Para Paulo Martins, pesquisador de gado de leite da Embrapa, em Juiz de Fora (MG), a abertura do mercado chinês é uma notícia a ser celebrada num momento de perda de receitas no campo por causa da redução dos preços do leite, que caíram R$ 0,30 por litro nos últimos meses por causa da demanda enfraquecida com as incertezas da economia.
– O consumo brasileiro de leite está andando de lado e estacionou em 166 litros por habitante ao ano, ainda aquém do padrão de economias desenvolvidas, que é de superior a 200 litros. Já o mercado da China cresce a passos largos junto com a expansão do PIB daquele país. A abertura daquele mercado cria um novo vetor de demanda aos produtores brasileiros – diz Martins.

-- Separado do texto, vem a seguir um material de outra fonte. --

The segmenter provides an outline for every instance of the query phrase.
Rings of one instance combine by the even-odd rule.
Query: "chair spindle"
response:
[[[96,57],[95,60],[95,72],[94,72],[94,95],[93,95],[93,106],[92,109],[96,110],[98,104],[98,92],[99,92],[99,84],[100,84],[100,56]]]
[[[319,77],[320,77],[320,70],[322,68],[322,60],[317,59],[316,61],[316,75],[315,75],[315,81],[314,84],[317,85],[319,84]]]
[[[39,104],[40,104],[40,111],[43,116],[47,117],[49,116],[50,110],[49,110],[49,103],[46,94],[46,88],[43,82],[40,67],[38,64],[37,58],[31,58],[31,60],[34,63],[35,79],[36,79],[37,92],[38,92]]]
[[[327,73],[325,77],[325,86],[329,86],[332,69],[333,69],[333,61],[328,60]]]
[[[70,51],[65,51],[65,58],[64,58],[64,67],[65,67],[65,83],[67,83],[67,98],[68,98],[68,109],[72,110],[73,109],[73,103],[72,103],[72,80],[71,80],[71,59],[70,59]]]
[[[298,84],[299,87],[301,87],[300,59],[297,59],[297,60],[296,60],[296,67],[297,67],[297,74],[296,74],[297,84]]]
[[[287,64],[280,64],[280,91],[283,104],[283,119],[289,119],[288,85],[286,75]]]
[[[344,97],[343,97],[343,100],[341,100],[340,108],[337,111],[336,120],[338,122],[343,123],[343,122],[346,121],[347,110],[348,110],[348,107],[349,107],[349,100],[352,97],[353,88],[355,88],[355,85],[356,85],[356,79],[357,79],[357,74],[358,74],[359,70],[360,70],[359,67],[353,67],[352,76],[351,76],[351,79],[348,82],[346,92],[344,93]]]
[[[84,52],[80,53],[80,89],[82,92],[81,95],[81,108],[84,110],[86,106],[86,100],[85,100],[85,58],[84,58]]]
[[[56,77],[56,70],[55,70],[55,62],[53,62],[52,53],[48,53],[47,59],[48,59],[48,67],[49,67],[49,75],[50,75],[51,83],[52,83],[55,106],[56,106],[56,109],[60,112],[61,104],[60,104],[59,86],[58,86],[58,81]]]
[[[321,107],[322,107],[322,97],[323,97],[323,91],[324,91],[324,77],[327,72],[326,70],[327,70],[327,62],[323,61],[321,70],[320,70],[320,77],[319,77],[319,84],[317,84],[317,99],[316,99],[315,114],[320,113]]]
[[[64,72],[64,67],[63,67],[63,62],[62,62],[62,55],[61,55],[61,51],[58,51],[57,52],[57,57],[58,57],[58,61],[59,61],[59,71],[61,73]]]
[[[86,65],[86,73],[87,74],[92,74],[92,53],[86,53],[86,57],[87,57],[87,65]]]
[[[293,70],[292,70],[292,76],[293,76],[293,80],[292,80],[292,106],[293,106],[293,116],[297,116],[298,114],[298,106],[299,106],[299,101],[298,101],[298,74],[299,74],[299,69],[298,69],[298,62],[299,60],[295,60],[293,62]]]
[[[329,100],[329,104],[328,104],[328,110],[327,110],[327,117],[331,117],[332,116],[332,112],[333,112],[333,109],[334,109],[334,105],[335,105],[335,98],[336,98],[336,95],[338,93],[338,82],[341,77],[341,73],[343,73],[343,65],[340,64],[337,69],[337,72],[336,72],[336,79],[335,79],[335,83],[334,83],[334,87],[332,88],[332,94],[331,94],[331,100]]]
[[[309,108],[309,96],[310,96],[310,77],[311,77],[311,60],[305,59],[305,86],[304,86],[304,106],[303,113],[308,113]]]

Visita da ministra à China
Em maio, a ministra da Agricultura, Tereza Cristina, se reuniu com autoridades e investidores da China para tratar do assunto. No próximo dia 17, a ministra embarca novamente para o país asiático para estreitar as discussões já iniciadas e também para negociar o aumento do número de frigoríficos habilitados a exportar para o país.
No próximo dia 17, a ministra embarca novamente para a China para estreitar as discussões já iniciadas e também para negociar o aumento do número de frigoríficos habilitados a exportar para o país.
Mercado chinês
O Brasil exportou no ano passado quase US$ 64 bilhões para a China. A soja lidera a lista de produtos vendidos para os chineses (43% das exportações), seguida por óleos brutos de petróleo (23%), minério de ferro (17%) e celulose (5,4%).
Atualmente, há 1,2 milhão de pequenos produtores de leite no Brasil.
As negociações para a abertura do mercado de lácteos se arrastam desde 1996. Em 2015, a então ministra da Agricultura Katia Abreu chegou a anunciar o avanço nas negociações entre os dois países, mas a abertura não chegou a ser efetivada devido às exigências do governo chinês, informou o Ministério da Agricutlura em nota publicada no site da pasta.